Inside that window the menu stays in the seafood lane and works it thoroughly. Halibut comes three ways: as a dinner with chips and coleslaw, as straight halibut and chips, or as a single piece on its own for anyone who wants the fish and nothing else. Alaskan whitefish runs the same range, dinner down to a single portion. The Seafood Platter opens the order wider — five shrimp, two scallops, and a piece of haddock alongside the chips and slaw — and the nine-piece jumbo shrimp dinner covers the table that came for shellfish instead of fillet. Nothing strays from fish, fries, and the things that belong beside them.
The à la carte option — halibut or whitefish sold by the piece, no chips required — is the tell. Perry’s runs less like a sit-down dining room than a fish counter that happens to fry, organized around the fish itself rather than the meal built around it. It is food meant to leave the building: orders that travel cleanly, portions sized for one person or for a family carrying dinner home. The posted specials point the same direction — a different, clearly priced fish every open night, built for someone deciding what dinner is on the drive home rather than lingering over choices. Everything sits at the practical end of the week, where the only real questions are what to pick up and how well it travels.

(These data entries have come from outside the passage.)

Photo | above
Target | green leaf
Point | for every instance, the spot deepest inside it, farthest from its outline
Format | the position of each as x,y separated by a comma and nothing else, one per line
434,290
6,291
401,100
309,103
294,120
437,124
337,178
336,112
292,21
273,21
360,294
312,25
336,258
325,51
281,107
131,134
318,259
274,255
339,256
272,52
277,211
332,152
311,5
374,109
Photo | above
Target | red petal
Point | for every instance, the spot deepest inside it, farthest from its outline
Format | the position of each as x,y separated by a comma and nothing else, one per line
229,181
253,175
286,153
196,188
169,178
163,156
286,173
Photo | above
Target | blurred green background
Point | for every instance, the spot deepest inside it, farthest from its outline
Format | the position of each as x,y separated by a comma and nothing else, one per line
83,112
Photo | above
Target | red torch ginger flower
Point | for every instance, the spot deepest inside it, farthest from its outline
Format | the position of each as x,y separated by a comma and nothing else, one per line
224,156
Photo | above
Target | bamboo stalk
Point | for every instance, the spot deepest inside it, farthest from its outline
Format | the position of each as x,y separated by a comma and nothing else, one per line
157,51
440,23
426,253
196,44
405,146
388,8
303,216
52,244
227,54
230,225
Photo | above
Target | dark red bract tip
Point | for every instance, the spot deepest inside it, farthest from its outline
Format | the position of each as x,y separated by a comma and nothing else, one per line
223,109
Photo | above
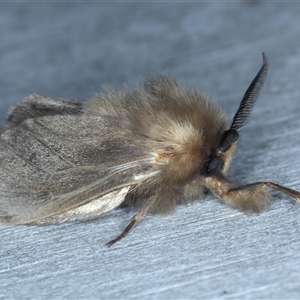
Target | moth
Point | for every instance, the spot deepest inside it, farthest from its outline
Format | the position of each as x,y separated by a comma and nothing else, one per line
151,147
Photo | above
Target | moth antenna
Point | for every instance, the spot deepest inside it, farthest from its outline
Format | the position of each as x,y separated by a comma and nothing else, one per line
231,135
250,96
138,217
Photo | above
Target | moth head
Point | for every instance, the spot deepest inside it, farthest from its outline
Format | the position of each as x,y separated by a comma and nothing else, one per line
219,159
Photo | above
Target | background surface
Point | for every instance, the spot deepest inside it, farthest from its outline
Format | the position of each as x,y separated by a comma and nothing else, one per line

The continuity is the longer story. The shop traces its Sarnia-Lambton history to October 1948, and Teri and Brad Ansell have owned it since 1994 — more than three decades of the same family behind the same counter. The 1948 start and the 1994 handoff describe one continuous shop rather than two, a Sarnia fish business passed along rather than reinvented. That kind of tenure flattens the difference between a business and a habit. The people who buy halibut here on a Friday have often been doing it long enough that the order barely needs saying.
There is a second reason to walk in, and it has nothing to do with the fryer. A frozen seafood case sits inside the shop, stocked well past what the dinner menu lists — crab legs and lobster tails, scallops and shrimp, pickerel, lake perch, halibut, haddock, even frog legs. It makes Perry’s a fishmonger as much as a chip shop: a stop here can answer tonight’s meal and next week’s at once, the fried order carried out now and the freezer restocked for later. It is the kind of arrangement a counter accumulates after decades of learning exactly what its neighbourhood comes back for.
Little here is expensive, and nothing reaches past what it is. The fish dinners stay in one easy price band, and the weekday specials turn an already-planned night into the cheapest one to come in. What keeps a place like this running is fit rather than range — a tight menu, a few open nights, a freezer case by the door, each doing exactly one job well. People come back to Perry’s the way they come back to a good butcher or a neighbourhood bakery: because the order is known and the fish is the reason to keep making the trip.